On defence, there is the defensive line, whose job is to get past the offensive line and attack the quarterback.
Linebackers are the most versatile defenders, rushing the quarterback, stopping the run, or defending receivers in coverage depending on the play.
Cornerbacks usually cover receivers, while safetys are just that – the last line of defence.
Special teams is the finally section and although it may seem like an unimportant part of the game, it is crucial.
Kickers kick field goals and extra points, punters boot the ball away to ensure good field position.
There is also a long snapper who throws the ball through his legs to the placeholder when the kicker lines up for a field goal.
Kick and punt returners are usually specifically on the roster for that part of the game, although plenty are regular starters on the offence or defence.
A team is usually run by a head coach who oversees the whole operation – often taking over either the offence or defence.
He will then have an offensive and defensive co-ordinators who select the plays (with the approval of the coach).
This is where American football turns into a violent chess match.
Coaches can pick from thousands of formations and plays to try and outwit their opponent.
On offence there has to be at least five linemen and a quarterback on the field, but after that coaches are free to have in whatever they want, whether it be a running back, one, two or three receivers and so on.

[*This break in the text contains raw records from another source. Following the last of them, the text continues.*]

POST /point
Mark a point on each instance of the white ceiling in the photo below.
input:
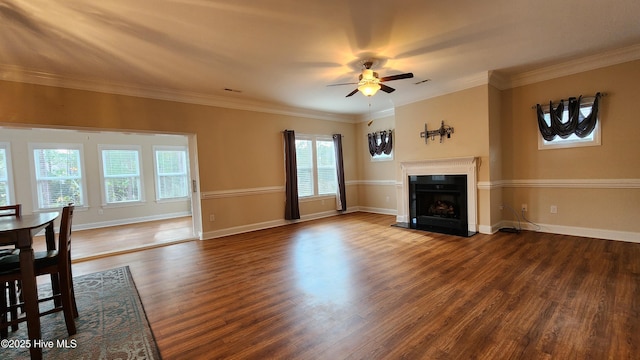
(286, 52)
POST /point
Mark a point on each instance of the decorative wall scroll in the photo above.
(444, 130)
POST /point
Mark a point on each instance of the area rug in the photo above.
(112, 323)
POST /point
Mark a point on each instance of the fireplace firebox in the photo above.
(438, 203)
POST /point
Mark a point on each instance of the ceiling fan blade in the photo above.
(353, 92)
(342, 84)
(386, 88)
(397, 77)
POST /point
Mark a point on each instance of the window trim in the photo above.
(559, 143)
(156, 176)
(6, 146)
(103, 187)
(83, 176)
(314, 169)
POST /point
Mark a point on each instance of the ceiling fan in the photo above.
(369, 82)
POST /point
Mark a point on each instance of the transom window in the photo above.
(316, 166)
(121, 174)
(58, 174)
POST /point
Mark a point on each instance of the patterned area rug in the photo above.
(112, 323)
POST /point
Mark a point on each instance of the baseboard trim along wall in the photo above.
(562, 183)
(128, 221)
(604, 234)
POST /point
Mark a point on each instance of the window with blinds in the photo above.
(304, 160)
(172, 173)
(326, 162)
(316, 166)
(58, 175)
(121, 174)
(5, 191)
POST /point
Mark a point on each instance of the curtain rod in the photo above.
(554, 103)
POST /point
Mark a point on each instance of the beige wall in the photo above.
(377, 179)
(94, 213)
(587, 184)
(238, 151)
(467, 111)
(241, 162)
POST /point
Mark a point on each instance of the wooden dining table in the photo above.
(19, 231)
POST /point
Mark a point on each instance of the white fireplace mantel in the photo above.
(450, 166)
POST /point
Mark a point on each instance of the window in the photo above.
(315, 157)
(121, 175)
(572, 140)
(6, 186)
(58, 175)
(172, 172)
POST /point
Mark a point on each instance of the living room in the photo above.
(228, 294)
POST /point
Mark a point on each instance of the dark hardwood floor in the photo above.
(354, 287)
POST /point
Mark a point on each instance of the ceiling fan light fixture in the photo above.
(369, 88)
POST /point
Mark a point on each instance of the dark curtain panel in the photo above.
(576, 124)
(292, 207)
(342, 191)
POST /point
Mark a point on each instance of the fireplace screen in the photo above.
(439, 203)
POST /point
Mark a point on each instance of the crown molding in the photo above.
(18, 74)
(587, 63)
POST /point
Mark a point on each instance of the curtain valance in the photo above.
(386, 142)
(576, 124)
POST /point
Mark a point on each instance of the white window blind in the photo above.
(5, 195)
(172, 175)
(304, 159)
(326, 163)
(121, 175)
(315, 157)
(58, 175)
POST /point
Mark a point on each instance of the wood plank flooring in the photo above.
(92, 243)
(354, 287)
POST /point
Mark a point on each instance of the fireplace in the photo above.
(451, 207)
(438, 203)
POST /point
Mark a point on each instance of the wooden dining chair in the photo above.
(52, 262)
(8, 288)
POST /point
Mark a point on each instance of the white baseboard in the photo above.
(103, 224)
(382, 211)
(605, 234)
(266, 225)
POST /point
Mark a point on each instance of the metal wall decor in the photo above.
(444, 130)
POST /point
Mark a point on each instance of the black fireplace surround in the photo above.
(438, 203)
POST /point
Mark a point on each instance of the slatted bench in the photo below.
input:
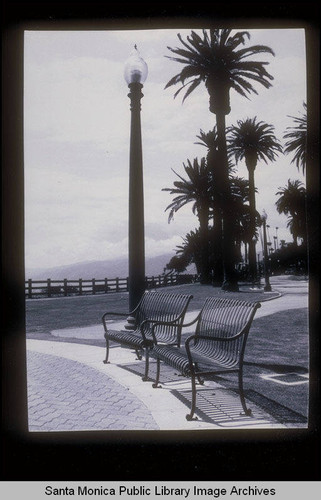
(218, 345)
(162, 312)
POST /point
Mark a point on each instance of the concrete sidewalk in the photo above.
(70, 388)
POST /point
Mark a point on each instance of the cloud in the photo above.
(77, 125)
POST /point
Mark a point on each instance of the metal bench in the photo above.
(162, 312)
(218, 345)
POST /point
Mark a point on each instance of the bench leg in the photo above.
(156, 383)
(247, 410)
(138, 354)
(107, 351)
(146, 377)
(189, 416)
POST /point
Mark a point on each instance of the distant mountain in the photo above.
(117, 268)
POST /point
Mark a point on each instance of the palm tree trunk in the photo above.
(252, 242)
(205, 278)
(217, 257)
(228, 240)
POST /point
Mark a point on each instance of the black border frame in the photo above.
(278, 455)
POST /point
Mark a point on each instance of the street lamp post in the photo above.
(267, 286)
(135, 75)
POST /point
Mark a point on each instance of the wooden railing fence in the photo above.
(63, 288)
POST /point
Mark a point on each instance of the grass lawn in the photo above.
(277, 352)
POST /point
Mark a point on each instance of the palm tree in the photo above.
(292, 204)
(297, 142)
(209, 140)
(196, 189)
(190, 251)
(216, 59)
(252, 141)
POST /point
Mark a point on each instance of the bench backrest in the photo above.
(225, 318)
(161, 306)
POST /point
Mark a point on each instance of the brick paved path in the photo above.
(66, 395)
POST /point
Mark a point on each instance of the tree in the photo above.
(297, 142)
(215, 59)
(292, 203)
(209, 140)
(252, 141)
(196, 189)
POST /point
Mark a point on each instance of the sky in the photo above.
(76, 139)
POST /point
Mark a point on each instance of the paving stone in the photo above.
(67, 395)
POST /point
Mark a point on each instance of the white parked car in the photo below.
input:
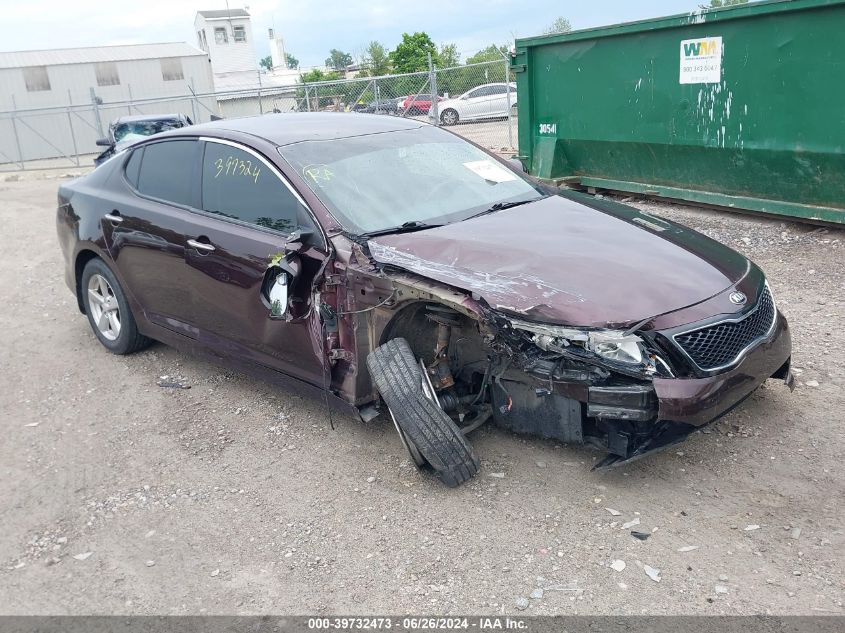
(489, 101)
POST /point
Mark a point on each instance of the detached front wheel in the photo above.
(430, 435)
(449, 117)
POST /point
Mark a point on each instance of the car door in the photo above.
(145, 230)
(473, 104)
(247, 210)
(498, 101)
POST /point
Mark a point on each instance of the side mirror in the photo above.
(297, 240)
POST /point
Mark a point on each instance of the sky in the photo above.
(310, 29)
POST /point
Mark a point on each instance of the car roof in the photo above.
(148, 117)
(295, 127)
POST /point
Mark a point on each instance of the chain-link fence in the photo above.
(477, 101)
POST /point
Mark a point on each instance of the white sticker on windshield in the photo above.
(489, 170)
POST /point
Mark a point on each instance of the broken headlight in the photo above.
(616, 346)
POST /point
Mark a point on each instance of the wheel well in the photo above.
(82, 258)
(414, 325)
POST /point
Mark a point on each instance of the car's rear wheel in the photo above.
(449, 117)
(108, 310)
(430, 435)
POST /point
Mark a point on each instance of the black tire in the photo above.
(128, 340)
(447, 114)
(398, 377)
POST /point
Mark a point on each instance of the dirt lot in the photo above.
(119, 496)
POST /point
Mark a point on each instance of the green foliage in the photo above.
(318, 75)
(448, 56)
(411, 54)
(492, 53)
(376, 59)
(560, 25)
(338, 60)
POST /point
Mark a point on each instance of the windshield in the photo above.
(378, 181)
(139, 129)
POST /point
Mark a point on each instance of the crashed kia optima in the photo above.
(391, 265)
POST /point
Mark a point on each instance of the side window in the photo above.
(166, 171)
(237, 185)
(133, 167)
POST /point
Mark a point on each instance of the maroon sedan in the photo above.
(388, 264)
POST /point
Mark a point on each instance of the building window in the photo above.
(107, 74)
(171, 69)
(36, 78)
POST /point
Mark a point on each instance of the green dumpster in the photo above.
(742, 107)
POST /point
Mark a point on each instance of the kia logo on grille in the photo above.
(738, 298)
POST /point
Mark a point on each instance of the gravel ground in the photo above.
(119, 496)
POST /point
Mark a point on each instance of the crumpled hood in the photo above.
(561, 261)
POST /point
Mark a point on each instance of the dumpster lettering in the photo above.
(701, 61)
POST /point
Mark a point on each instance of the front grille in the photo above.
(720, 345)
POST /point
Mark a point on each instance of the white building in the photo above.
(41, 79)
(47, 97)
(226, 35)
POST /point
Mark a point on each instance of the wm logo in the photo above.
(702, 47)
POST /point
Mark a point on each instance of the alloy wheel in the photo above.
(104, 307)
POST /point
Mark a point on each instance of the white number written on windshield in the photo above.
(234, 166)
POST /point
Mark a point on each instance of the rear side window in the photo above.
(236, 184)
(166, 171)
(133, 167)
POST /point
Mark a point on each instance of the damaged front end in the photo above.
(592, 386)
(582, 385)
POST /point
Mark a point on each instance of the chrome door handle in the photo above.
(200, 246)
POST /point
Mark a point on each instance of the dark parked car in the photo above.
(400, 265)
(127, 130)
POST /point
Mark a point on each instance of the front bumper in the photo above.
(698, 401)
(686, 404)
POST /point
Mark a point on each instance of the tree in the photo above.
(492, 53)
(376, 59)
(560, 25)
(449, 57)
(411, 54)
(338, 59)
(319, 75)
(718, 4)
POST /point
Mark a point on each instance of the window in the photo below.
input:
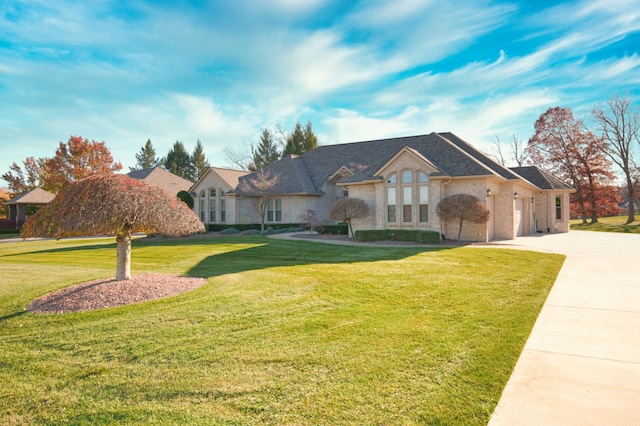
(406, 203)
(274, 210)
(423, 197)
(212, 205)
(391, 204)
(424, 203)
(223, 207)
(203, 206)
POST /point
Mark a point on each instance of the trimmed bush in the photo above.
(340, 229)
(227, 231)
(218, 227)
(416, 235)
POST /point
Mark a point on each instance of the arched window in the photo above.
(203, 206)
(223, 207)
(407, 195)
(212, 205)
(392, 198)
(423, 197)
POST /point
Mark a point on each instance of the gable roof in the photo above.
(450, 155)
(35, 196)
(540, 178)
(230, 176)
(162, 178)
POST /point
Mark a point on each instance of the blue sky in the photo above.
(219, 71)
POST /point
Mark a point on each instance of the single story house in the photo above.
(159, 177)
(402, 180)
(18, 205)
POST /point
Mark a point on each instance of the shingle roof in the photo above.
(540, 178)
(452, 157)
(160, 177)
(35, 196)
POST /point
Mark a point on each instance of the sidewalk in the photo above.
(581, 363)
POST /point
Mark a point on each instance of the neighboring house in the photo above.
(161, 178)
(402, 180)
(18, 205)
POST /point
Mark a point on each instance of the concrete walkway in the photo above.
(581, 363)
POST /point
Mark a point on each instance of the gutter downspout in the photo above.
(441, 193)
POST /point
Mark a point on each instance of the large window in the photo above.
(203, 206)
(407, 192)
(212, 205)
(391, 204)
(274, 210)
(223, 207)
(410, 191)
(423, 197)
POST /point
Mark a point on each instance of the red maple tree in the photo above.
(113, 205)
(563, 146)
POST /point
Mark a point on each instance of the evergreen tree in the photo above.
(300, 140)
(199, 161)
(295, 141)
(178, 161)
(146, 159)
(310, 140)
(265, 153)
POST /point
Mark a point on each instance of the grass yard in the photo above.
(609, 224)
(285, 332)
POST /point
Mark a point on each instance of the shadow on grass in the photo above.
(270, 253)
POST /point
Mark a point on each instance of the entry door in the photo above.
(518, 217)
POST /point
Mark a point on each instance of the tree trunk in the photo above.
(632, 208)
(123, 265)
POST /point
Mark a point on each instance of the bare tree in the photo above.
(238, 157)
(346, 209)
(620, 126)
(497, 150)
(112, 205)
(259, 188)
(463, 207)
(517, 152)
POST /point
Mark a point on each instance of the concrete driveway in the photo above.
(581, 363)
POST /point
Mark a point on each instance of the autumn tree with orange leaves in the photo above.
(564, 147)
(76, 159)
(112, 205)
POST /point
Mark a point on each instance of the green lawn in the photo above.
(609, 224)
(285, 332)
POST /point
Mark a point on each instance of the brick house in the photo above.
(402, 180)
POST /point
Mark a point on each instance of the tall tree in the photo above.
(178, 161)
(310, 140)
(265, 153)
(146, 158)
(112, 205)
(300, 140)
(620, 126)
(199, 161)
(563, 146)
(259, 187)
(77, 159)
(517, 152)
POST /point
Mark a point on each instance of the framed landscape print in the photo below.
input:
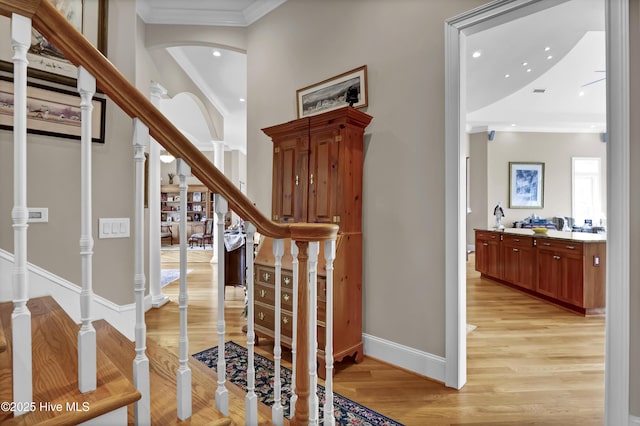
(332, 93)
(45, 60)
(52, 112)
(526, 185)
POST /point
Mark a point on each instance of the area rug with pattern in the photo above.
(346, 411)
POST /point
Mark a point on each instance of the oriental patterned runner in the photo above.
(346, 411)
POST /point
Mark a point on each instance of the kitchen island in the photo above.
(566, 268)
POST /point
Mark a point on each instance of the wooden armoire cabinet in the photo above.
(317, 178)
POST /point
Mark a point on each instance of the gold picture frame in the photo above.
(45, 61)
(331, 93)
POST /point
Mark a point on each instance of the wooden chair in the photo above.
(165, 232)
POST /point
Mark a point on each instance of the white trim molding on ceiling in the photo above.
(229, 13)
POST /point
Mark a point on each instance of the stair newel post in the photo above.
(312, 291)
(21, 316)
(277, 409)
(184, 402)
(142, 407)
(294, 331)
(222, 394)
(158, 299)
(87, 375)
(301, 416)
(251, 399)
(329, 257)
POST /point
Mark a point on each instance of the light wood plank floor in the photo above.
(529, 362)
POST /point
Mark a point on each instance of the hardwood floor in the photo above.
(529, 362)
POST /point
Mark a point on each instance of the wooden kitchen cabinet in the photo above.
(317, 178)
(566, 268)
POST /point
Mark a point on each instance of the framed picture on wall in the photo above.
(526, 185)
(333, 93)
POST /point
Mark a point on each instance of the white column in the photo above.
(329, 257)
(142, 407)
(276, 409)
(313, 332)
(218, 161)
(294, 331)
(251, 400)
(183, 170)
(157, 298)
(222, 394)
(87, 334)
(20, 317)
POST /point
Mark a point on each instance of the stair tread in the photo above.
(163, 365)
(55, 370)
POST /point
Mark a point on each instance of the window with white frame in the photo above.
(586, 190)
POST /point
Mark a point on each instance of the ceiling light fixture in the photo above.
(165, 157)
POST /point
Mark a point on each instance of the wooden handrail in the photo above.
(81, 52)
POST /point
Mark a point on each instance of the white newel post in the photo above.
(251, 399)
(153, 187)
(20, 317)
(218, 161)
(313, 331)
(294, 331)
(142, 407)
(222, 394)
(277, 409)
(183, 170)
(87, 334)
(329, 257)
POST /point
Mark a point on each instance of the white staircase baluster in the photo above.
(222, 394)
(329, 256)
(251, 399)
(158, 299)
(142, 407)
(87, 375)
(21, 316)
(277, 410)
(294, 332)
(183, 170)
(313, 332)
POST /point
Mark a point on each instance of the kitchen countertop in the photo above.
(558, 235)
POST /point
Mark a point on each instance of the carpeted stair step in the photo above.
(163, 365)
(55, 370)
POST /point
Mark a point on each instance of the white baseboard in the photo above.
(67, 295)
(411, 359)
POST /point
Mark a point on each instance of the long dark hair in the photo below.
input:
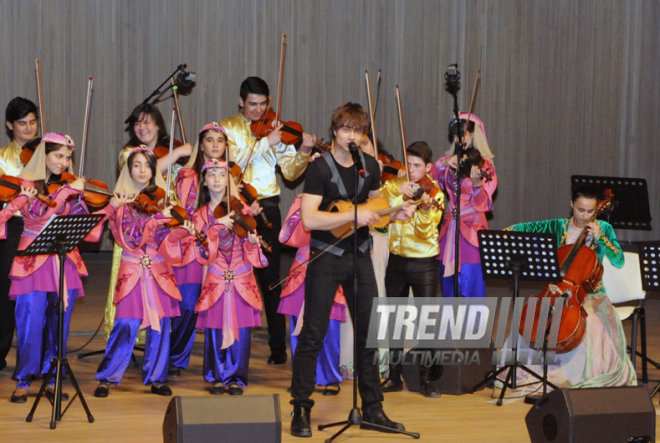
(151, 161)
(204, 195)
(199, 160)
(153, 112)
(40, 185)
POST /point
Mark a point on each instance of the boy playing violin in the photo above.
(413, 251)
(259, 160)
(332, 177)
(21, 121)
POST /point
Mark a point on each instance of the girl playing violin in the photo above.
(476, 200)
(230, 303)
(211, 144)
(35, 280)
(146, 295)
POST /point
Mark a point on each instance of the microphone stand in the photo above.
(453, 85)
(182, 67)
(355, 417)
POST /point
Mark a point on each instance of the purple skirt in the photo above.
(246, 315)
(292, 303)
(131, 305)
(45, 279)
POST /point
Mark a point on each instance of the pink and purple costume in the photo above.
(293, 298)
(475, 202)
(230, 303)
(188, 275)
(35, 282)
(146, 294)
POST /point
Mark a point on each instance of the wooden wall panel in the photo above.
(568, 87)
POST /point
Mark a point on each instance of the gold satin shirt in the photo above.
(10, 162)
(260, 173)
(417, 237)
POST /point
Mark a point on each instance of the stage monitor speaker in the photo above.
(604, 415)
(454, 377)
(229, 419)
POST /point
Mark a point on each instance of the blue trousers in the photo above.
(470, 281)
(183, 327)
(327, 364)
(228, 366)
(120, 348)
(36, 329)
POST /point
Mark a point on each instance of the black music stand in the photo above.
(649, 265)
(521, 255)
(61, 236)
(631, 195)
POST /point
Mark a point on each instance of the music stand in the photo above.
(60, 236)
(649, 264)
(631, 195)
(521, 255)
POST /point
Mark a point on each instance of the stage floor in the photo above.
(132, 414)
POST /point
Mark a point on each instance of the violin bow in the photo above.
(372, 112)
(83, 149)
(169, 166)
(175, 93)
(474, 95)
(42, 123)
(403, 133)
(377, 92)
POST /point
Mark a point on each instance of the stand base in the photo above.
(58, 364)
(355, 418)
(509, 382)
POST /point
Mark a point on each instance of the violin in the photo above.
(292, 132)
(96, 193)
(472, 157)
(151, 200)
(10, 188)
(243, 224)
(180, 215)
(161, 151)
(581, 272)
(247, 192)
(377, 205)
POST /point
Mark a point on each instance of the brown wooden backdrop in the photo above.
(568, 86)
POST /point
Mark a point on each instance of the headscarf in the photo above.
(125, 181)
(479, 140)
(213, 126)
(36, 169)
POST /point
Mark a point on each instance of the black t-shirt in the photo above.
(318, 181)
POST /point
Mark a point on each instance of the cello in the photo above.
(581, 271)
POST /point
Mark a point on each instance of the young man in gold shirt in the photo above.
(413, 251)
(259, 166)
(21, 121)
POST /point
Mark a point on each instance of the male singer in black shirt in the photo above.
(331, 178)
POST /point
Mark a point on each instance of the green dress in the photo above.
(601, 359)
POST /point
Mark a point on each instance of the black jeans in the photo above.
(324, 275)
(403, 273)
(8, 249)
(271, 274)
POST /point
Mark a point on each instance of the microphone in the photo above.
(185, 79)
(352, 147)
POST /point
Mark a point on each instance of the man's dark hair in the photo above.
(254, 85)
(586, 192)
(422, 150)
(17, 109)
(152, 111)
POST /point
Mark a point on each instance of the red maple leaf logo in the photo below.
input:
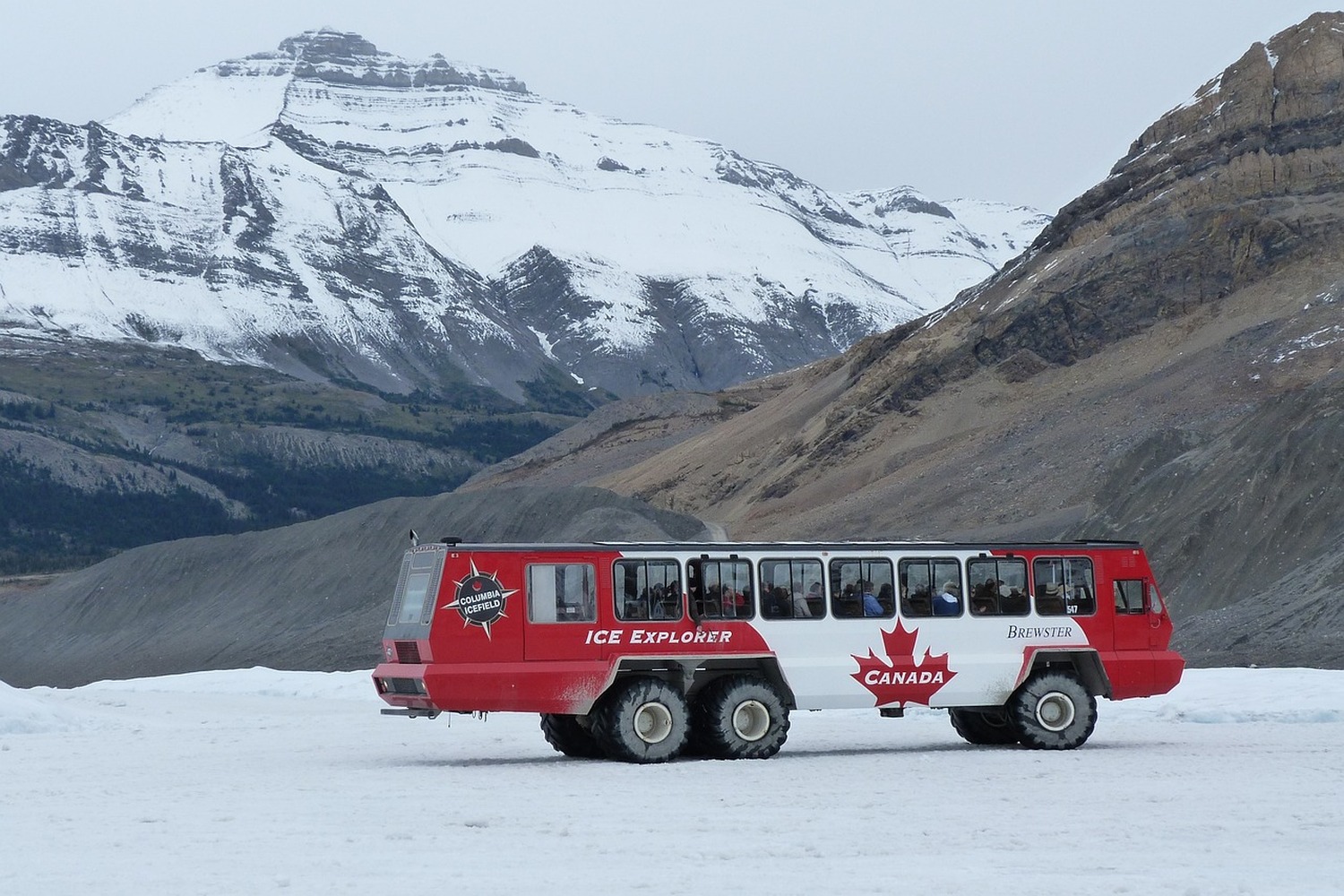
(902, 680)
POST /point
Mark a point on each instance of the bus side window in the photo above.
(722, 589)
(1064, 586)
(997, 586)
(1129, 595)
(561, 592)
(648, 590)
(921, 583)
(862, 589)
(792, 589)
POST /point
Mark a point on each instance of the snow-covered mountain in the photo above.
(946, 246)
(336, 211)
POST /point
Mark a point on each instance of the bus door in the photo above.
(1139, 614)
(562, 606)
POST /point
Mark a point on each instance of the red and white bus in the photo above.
(642, 651)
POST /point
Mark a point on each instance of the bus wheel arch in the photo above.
(644, 720)
(741, 716)
(1053, 711)
(984, 726)
(569, 735)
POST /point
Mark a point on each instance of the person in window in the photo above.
(871, 606)
(948, 602)
(800, 605)
(886, 599)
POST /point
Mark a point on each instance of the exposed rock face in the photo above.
(1163, 365)
(306, 597)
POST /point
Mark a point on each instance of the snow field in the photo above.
(260, 780)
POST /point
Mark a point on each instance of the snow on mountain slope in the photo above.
(335, 210)
(946, 246)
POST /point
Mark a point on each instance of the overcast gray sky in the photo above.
(1015, 101)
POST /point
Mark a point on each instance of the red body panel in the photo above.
(478, 649)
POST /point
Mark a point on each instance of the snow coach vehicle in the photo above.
(642, 651)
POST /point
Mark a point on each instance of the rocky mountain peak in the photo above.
(1271, 120)
(328, 45)
(349, 58)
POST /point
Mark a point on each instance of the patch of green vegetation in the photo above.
(47, 525)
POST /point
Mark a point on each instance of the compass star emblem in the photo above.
(480, 599)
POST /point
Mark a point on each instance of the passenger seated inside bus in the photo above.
(886, 600)
(919, 603)
(984, 599)
(1050, 600)
(776, 603)
(948, 602)
(870, 600)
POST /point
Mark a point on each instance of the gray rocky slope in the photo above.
(312, 595)
(1163, 365)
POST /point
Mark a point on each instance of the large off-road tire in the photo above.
(1053, 711)
(984, 727)
(569, 737)
(642, 720)
(739, 718)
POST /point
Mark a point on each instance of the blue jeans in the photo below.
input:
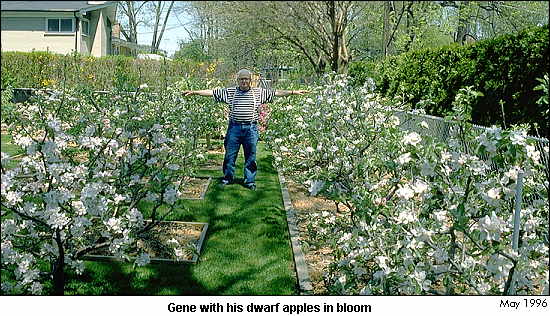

The quarterback can line up either under centre (right next to the centre), in the pistol (four yards back), or in the shotgun (seven yards back) to snap the ball.
Each has advantages and disadvantages and could give a clue as to what play will be run.
On the other side, defences usually line up with at least three linemen for fear of giving the quarterback too much time.
They will then use a variation of linebackers and defensive backs depending on what they are trying to achieve.
The aim of the game is to outsmart your opponent, move down the field and score a touchdown.
How that happens is why you watch.
There are 32 teams in the NFL.
They are split up into two conferences of 16 teams each – the AFC and NFC.
Within the two conferences there are four divisions of four teams, North, East, South and West.
There are 16 games in the regular season and one bye week.
Teams play the other three teams in their division home and away.
The remaining 10 fixtures are based on a strict algorithm – a team will play four teams from another AFC division once and another four from another NFC division once.
The remaining two final games are based on inter-conference standings from the year before.
Six teams from each conference qualify for the play-offs, a single elimination tournament.
The four division winners get an automatic berth, with the final two ‘Wild Card’ spots going to the next two teams with the best record in the conference.
The best two teams in each conference earn a bye through the first round and secure home field advantage in the next.
Teams then battle through the rounds before the two unbeaten teams meet in the Super Bowl.